Vlad Tomoiagă's FakePGA Turns a Raspberry Pi Pico or Other RP2040 Board Into a Slow, Cheap "FPGA"

Clever simulator lets you take Verilog projects into the world of hardware without splashing out on expensive or out-of-stock FPGA parts.

Gareth Halfacree
1 year agoFPGAs / HW101

Electronics engineering student Vlad Tomoiagă has come up with a neat way to experiment with field-programmable gate array (FPGA) concepts without having to splash out on an actual FPGA — by simulating one on a Raspberry Pi Pico or other RP2040-based microcontroller board.

"This project aims to simulate Verilog HDL [Hardware Description Language] designs on a Raspberry Pi Pico (or any other RP2040-based board)," Tomoiagă explains of FakePGA. "It achieves this by using Verilator to compile the RTL [Register Transfer Level code] into a cycle-accurate C++ model of your design which can then be executed on the microcontroller. This allows you to access the signals of the simulated design through the GPIO [General-Purpose Input/Output] pins of the board, which gives a more hands-on experience than simulating on a computer."
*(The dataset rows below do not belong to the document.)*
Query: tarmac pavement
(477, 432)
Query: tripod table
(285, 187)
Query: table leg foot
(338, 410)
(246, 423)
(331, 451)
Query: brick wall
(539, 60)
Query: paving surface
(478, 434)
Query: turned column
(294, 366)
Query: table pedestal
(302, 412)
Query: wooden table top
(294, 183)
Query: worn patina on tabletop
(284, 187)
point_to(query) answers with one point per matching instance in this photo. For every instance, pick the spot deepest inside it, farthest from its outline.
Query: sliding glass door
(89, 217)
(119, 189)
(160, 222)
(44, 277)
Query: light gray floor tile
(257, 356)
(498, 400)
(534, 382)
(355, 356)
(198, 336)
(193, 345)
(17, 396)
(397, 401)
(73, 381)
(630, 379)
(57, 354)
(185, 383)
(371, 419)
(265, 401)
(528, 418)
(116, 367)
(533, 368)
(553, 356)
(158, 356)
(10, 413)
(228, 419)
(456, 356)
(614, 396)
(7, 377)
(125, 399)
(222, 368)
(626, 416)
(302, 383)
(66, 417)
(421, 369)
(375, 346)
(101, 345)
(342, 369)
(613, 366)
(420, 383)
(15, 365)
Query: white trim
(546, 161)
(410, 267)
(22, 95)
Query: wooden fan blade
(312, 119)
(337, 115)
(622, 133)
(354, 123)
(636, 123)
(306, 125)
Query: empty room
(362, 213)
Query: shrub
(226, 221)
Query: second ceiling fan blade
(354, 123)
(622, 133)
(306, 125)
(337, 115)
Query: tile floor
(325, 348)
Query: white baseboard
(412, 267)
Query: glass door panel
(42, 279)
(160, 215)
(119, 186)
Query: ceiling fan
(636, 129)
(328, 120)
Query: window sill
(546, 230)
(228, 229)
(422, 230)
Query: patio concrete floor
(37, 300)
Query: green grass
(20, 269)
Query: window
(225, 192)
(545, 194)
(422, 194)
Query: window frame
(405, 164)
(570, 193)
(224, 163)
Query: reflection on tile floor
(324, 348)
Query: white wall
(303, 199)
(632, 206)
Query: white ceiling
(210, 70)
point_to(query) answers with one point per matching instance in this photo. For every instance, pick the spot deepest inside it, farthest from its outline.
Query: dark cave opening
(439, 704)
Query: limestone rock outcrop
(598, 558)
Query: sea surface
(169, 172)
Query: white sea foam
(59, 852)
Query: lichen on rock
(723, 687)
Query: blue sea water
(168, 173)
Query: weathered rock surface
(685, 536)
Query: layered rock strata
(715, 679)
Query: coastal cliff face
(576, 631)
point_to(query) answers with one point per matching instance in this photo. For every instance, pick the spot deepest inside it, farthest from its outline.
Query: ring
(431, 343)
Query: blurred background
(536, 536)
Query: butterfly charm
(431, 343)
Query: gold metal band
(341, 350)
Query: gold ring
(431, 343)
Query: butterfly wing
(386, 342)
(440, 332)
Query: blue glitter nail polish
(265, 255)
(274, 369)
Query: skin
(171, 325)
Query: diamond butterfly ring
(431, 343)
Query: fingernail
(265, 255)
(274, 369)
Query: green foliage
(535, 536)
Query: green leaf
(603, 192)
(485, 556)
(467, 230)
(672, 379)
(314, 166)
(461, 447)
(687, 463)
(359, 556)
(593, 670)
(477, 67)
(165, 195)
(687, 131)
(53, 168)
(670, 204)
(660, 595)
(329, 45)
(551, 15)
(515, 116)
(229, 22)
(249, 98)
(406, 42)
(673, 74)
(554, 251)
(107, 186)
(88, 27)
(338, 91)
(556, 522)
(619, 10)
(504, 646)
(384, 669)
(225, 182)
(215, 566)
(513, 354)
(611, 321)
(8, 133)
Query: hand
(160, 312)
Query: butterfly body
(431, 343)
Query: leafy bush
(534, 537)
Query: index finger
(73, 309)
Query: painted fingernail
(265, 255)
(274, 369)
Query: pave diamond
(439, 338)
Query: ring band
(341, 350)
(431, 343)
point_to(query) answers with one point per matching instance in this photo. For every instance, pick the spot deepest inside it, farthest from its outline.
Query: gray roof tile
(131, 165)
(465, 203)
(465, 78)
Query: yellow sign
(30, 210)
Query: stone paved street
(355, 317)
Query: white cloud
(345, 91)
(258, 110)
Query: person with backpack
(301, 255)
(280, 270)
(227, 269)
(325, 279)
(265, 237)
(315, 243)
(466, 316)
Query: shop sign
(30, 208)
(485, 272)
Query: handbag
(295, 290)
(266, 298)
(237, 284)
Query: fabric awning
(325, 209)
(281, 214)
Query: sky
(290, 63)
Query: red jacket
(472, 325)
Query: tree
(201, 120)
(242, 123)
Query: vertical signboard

There is, of course, no such thing as a free lunch — and the FakePGA project brings a few caveats, not least of which is performance: with a maximum simulated clock speed of 5kHz, which rapidly drops as the complexity of the Verilog project compiled increases, Tomoiagă admits that FakePGA is "many orders of magnitude slower than a real FPGA." With component shortages still continuing to hit many popular FPGA parts, though, and prices for others increasing accordingly, it's a handy stop-gap or introductory platform for those taking their first steps with FPGAs.

The tool is compatible with any RP2040-based microcontroller board including the low-cost Raspberry Pi Pico, and includes a sample Verilog hardware definition that blinks the on-board LED of the latter and accepts two push-button inputs. The compilation toolchain is built for Linux, with Tomoiagă noting it "could work on Windows" but that it has only been tested on Canonical's Ubuntu Linux.

"In terms of user experience," Tomoiagă concludes, "it feels like using a slower FPGA (at least for simpler designs), hence the name of the project: FakePGA."

FakePGA's source code is available on GitHub under the reciprocal GNU General Public License 3; it requires the Raspberry Pi Pico C/C++ software development kit (SDK) and the Verilator package to be installed on the host system.